Negli Stati Uniti l’impiego dell’AI è molto sviluppato. Tanto sviluppato da essere utilizzato anche nella psicoterapia, ovviamente con dei limiti evidenti. Purtroppo, infatti, a causa di un uso scorretto proprio del chatbot Sophie, una ventinovenne americana, si è suicidata dopo aver pensato bene di parlare per un certo periodo con un terapista virtuale di ChatGpt, senza evidentemente riuscire a risolvere i suoi problemi in maniera adeguata.

Questa terribile notizia è stata diffusa dalla madre della giovane in un articolo apparso sulla sezione “Opinioni” del famoso quotidiano New York Times. L’articolo, che ha un titolo piuttosto toccante, – “Cosa ha detto mia figlia a ChatGpt prima di togliersi la vita” – è stato scritto proprio per mettere in guardia dall’utilizzo non convenzionale di uno strumento che, seppur all’avanguardia, nella realtà non è proponibile per accompagnare persone con disturbi di natura psichiatrica verso la guarigione e neppure aiutarli nel caso di situazioni complicate e severe.

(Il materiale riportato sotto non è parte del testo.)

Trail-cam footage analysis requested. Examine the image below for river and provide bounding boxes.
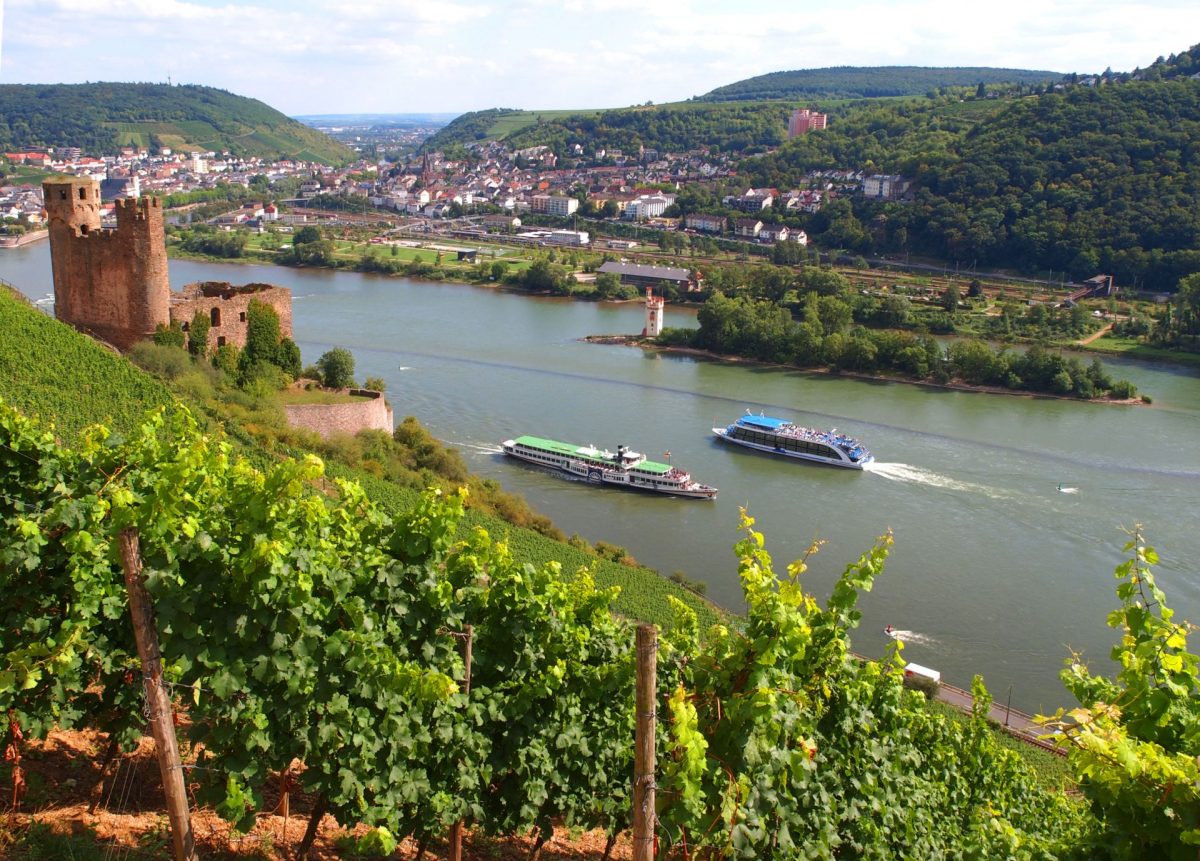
[7,242,1200,711]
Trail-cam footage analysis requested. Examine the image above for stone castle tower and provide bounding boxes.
[642,287,666,338]
[42,177,170,350]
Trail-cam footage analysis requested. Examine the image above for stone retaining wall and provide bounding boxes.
[283,389,395,439]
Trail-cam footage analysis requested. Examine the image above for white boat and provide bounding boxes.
[713,410,875,469]
[502,436,716,499]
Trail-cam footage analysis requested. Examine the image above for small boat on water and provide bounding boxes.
[502,436,716,499]
[713,410,875,469]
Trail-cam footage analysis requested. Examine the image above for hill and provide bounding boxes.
[697,66,1062,102]
[0,287,174,442]
[426,102,790,157]
[0,83,354,164]
[742,77,1200,290]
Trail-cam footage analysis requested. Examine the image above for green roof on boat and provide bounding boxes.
[512,436,671,475]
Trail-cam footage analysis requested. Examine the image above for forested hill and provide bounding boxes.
[1134,44,1200,80]
[697,66,1062,102]
[425,102,792,156]
[743,78,1200,290]
[0,83,354,164]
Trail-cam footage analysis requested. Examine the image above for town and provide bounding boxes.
[0,109,910,248]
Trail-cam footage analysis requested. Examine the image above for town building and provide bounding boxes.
[683,212,725,233]
[733,218,762,239]
[863,174,912,200]
[721,188,775,212]
[596,260,692,290]
[642,287,666,338]
[529,194,580,217]
[787,108,829,138]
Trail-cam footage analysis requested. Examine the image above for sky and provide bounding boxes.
[0,0,1200,115]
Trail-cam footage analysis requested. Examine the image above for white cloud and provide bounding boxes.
[0,0,1200,113]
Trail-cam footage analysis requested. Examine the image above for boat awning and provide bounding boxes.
[738,416,792,431]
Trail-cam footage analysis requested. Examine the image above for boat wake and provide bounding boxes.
[863,460,1012,499]
[451,439,504,454]
[883,628,940,648]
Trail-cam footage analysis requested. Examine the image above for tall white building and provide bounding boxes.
[642,287,666,338]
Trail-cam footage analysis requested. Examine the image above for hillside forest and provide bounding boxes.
[0,83,354,164]
[428,46,1200,291]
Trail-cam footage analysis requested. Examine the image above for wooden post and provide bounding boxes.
[446,625,475,861]
[120,529,196,861]
[634,625,659,861]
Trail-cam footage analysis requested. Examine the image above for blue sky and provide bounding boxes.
[0,0,1200,115]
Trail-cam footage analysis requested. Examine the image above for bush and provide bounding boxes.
[212,344,241,378]
[317,347,354,389]
[151,321,187,350]
[130,340,193,380]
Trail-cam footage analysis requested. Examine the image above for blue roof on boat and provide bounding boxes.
[738,416,792,431]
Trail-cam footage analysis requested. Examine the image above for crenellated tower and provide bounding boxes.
[642,287,666,338]
[42,177,170,350]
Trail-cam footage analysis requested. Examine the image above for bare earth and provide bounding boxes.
[0,731,631,861]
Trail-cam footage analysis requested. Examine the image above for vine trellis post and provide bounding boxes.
[634,625,659,861]
[120,529,196,861]
[448,625,475,861]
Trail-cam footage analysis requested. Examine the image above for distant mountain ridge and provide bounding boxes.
[0,83,355,164]
[696,66,1063,102]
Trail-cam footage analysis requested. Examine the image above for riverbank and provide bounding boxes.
[0,230,50,248]
[581,335,1150,407]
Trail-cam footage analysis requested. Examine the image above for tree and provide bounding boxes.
[275,338,302,379]
[292,224,324,246]
[317,347,354,389]
[1050,528,1200,861]
[187,311,212,359]
[238,300,300,385]
[151,320,187,349]
[941,284,961,314]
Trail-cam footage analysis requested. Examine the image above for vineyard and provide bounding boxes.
[0,297,1200,861]
[7,407,1161,857]
[0,287,174,439]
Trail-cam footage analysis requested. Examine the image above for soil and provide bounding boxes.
[0,731,632,861]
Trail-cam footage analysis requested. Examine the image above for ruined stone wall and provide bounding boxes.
[42,179,170,350]
[170,281,292,351]
[283,389,395,439]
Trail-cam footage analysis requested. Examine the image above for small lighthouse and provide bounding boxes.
[642,287,666,338]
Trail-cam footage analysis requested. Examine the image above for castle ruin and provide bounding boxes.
[42,179,170,350]
[42,177,292,350]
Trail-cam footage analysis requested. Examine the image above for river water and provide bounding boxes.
[7,243,1200,711]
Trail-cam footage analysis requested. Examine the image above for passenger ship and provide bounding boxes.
[713,410,875,469]
[503,436,716,499]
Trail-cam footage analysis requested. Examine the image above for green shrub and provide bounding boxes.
[130,340,194,380]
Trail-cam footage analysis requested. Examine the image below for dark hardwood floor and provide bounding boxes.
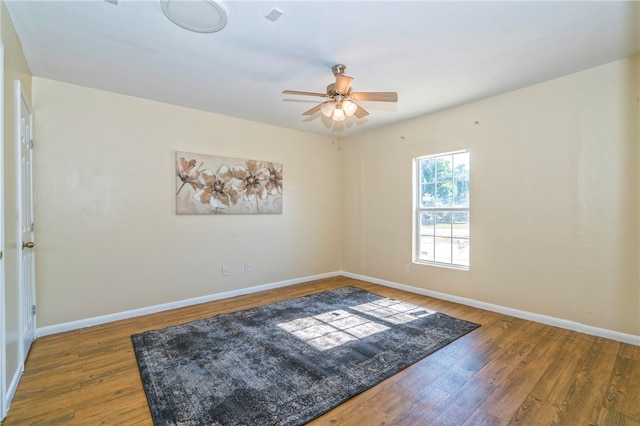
[2,277,640,426]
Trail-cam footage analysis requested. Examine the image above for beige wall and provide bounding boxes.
[0,2,31,408]
[342,57,640,335]
[33,78,341,327]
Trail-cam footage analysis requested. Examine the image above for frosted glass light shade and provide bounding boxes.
[342,101,358,117]
[320,101,336,117]
[333,108,347,121]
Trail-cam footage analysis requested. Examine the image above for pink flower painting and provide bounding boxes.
[176,151,282,214]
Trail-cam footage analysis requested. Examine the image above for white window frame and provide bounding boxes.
[413,149,471,270]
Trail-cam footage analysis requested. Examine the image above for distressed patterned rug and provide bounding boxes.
[131,287,478,425]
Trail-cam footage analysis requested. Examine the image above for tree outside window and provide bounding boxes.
[414,151,469,269]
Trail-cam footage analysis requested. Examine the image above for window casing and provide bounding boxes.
[414,150,470,269]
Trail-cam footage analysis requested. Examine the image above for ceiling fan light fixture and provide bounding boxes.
[320,101,336,117]
[332,108,347,121]
[160,0,227,33]
[342,100,358,117]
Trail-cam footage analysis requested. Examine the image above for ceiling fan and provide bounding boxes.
[282,64,398,121]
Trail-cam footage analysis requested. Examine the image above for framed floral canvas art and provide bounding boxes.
[176,151,282,214]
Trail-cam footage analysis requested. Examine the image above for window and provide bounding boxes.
[414,151,469,269]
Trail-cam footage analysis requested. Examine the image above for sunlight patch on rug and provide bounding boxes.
[131,287,478,426]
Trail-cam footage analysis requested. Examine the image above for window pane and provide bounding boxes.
[436,212,452,237]
[436,155,453,182]
[436,180,453,207]
[453,212,469,238]
[453,180,469,207]
[435,237,451,263]
[418,236,434,262]
[414,152,470,267]
[419,212,436,235]
[453,238,469,266]
[420,183,436,207]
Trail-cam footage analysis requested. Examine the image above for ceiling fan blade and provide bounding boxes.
[349,92,398,102]
[302,104,322,115]
[353,105,369,118]
[282,90,327,98]
[334,74,353,95]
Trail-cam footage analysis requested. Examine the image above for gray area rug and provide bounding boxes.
[131,287,478,425]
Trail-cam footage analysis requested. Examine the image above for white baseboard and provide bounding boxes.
[36,271,640,348]
[340,271,640,346]
[36,271,340,337]
[0,363,24,420]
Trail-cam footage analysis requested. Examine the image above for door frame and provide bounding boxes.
[15,80,36,371]
[0,41,9,421]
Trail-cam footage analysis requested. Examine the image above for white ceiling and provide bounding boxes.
[6,0,640,137]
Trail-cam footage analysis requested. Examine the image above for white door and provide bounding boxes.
[16,83,36,361]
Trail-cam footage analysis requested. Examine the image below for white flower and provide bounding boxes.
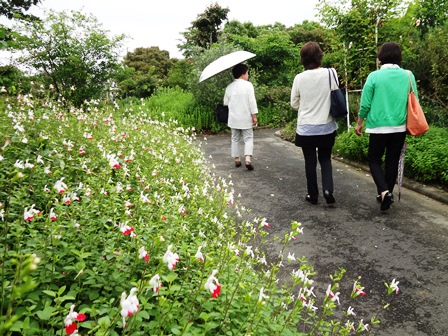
[120,287,139,326]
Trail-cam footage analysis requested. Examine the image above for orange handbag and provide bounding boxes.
[406,71,429,136]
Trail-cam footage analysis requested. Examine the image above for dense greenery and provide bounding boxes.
[0,91,398,336]
[10,11,124,106]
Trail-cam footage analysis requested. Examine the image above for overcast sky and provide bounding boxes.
[27,0,319,58]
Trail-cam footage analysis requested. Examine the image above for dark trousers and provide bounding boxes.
[367,132,406,195]
[302,147,333,199]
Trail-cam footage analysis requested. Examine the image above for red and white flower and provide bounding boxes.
[163,245,180,270]
[261,218,271,227]
[194,245,204,262]
[326,285,341,305]
[50,208,58,221]
[389,278,400,295]
[138,246,149,262]
[204,270,221,298]
[64,305,86,335]
[54,177,67,194]
[120,287,139,327]
[353,281,366,297]
[149,274,162,293]
[120,223,135,237]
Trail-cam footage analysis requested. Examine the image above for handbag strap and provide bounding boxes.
[406,70,414,92]
[327,68,339,91]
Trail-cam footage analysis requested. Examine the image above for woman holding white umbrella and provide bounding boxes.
[224,63,258,170]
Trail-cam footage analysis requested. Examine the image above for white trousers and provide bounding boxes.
[232,128,254,157]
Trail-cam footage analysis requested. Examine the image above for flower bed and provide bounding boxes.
[0,96,398,335]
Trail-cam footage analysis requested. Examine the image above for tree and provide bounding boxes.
[415,0,448,34]
[16,11,124,106]
[318,0,406,89]
[177,3,230,57]
[119,47,175,98]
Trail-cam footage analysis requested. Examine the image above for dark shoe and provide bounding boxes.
[324,190,336,204]
[305,195,317,204]
[381,192,394,211]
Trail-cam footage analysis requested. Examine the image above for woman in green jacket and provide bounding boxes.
[355,42,418,210]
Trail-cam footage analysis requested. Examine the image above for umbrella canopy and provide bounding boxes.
[397,142,408,200]
[199,50,255,83]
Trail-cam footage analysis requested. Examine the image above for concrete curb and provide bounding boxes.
[275,131,448,205]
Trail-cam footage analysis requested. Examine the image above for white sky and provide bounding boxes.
[27,0,319,58]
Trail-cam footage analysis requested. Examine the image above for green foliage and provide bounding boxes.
[178,3,230,57]
[165,60,193,90]
[0,65,23,95]
[0,90,392,335]
[404,126,448,187]
[16,11,124,106]
[117,47,175,98]
[143,88,226,132]
[333,125,448,187]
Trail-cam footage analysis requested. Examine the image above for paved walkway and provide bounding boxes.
[204,129,448,336]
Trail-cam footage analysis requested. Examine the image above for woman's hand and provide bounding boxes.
[252,114,258,126]
[355,117,363,136]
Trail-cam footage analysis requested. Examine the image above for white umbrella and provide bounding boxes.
[199,50,255,83]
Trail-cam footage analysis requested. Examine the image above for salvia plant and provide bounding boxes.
[0,88,398,336]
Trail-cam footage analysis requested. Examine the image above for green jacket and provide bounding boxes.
[358,68,418,128]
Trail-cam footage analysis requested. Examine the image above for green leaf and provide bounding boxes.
[42,290,56,297]
[36,307,56,321]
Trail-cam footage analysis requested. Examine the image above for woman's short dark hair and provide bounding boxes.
[376,42,401,65]
[300,42,324,70]
[232,63,249,79]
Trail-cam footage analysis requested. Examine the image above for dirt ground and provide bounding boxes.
[199,129,448,336]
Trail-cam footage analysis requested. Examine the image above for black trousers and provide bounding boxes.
[367,132,406,195]
[302,147,333,199]
[295,132,336,199]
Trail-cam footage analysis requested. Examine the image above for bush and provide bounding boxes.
[333,126,448,188]
[0,92,398,335]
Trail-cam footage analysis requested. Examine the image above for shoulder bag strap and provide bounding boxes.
[406,70,414,92]
[330,69,339,89]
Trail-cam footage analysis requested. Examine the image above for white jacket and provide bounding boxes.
[224,79,258,129]
[291,68,337,125]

La madre di Sophie scrive che, nonostante la figlia sembrasse una «ventinovenne estroversa e tosta, in gran parte priva di problemi, che abbracciava la vita con entusiasmo, si è suicidata lo scorso inverno dopo una breve e strana malattia, un mix di sintomi dell'umore e ormonali». Questo a supporto del fatto che le malattie mentali sono per natura particolarmente difficili da gestire e vanno seguite da professionisti capaci di riconoscerle e risolverle.

La donna conferma che, grazie ai registri delle conversazioni tra Sophie e il terapista virtuale, ha scoperto che sotto molti aspetti lo stesso ha saputo dare un imparziale supporto alla figlia durante il suo periodo di crisi, in quanto le ha consigliato più volte di non affrontare il suo dolore da sola, ma di farsi aiutare da qualcuno in grado di farlo in modo opportuno. Il chatbot, che è un programma di intelligenza artificiale, sviluppato da OpenAI, specializzato in conversazioni basate sul linguaggio naturale, l’avrebbe anche rincuorata, dicendole che lei era profondamente apprezzata da tutti e che la sua vita aveva un valore immenso, anche se in questo momento non riusciva a vederlo.

E fin qui nulla da eccepire, anche se è servito a poco e non ha salvato Sophie dalla morte annunciata.

Perchè, a differenza dei veri psicoterapeuti, che sono formati professionalmente e che possono intervenire fattivamente in situazioni di particolare difficoltà dei loro pazienti, i chatbot non sono obbligati a violare la riservatezza quando si trovano di fronte alla possibilità che qualcuno cerchi di farsi del male. Nel caso specifico, secondo quanto scritto dalla madre, questo elemento potrebbe aver causato la morte della figlia.

Questo articolo ha aperto negli Stati Uniti un acceso dibattito su come regolamentare l’uso dell’Intelligenza artificiale in questi casi specifici, dato che, se gli psicoterapeuti convenzionali sono obbligati a segnalare il rischio di suicidio, nel caso di CahtGPT c’è un evidente vuoto da colmare e in tutta fretta.

Poiché al momento non esiste una concreta soluzione al problema, OpenAI, l’azienda di ricerca e sviluppo nel campo dell’intelligenza artificiale la cui missione è garantire che l’IA generale vada a beneficio di tutta l’umanità, ha risposto affermando che sta lavorando a strumenti per riuscire a identificare in tempi utili gli utenti in crisi e poter adeguatamente venire in loro aiuto.

Fermo restando che scegliere la terapia reale garantisce il contatto umano diretto e la possibilità di un intervento più flessibile e l’nterazione non mediata da una tecnologia, che per quanto all’avanguardia è pur sempre qualcosa che non permette un'interazione empatica e non verbale diretta con il terapista, fondamentale per la costruzione della relazione terapeutica e la risoluzione in tempi certi della problematica.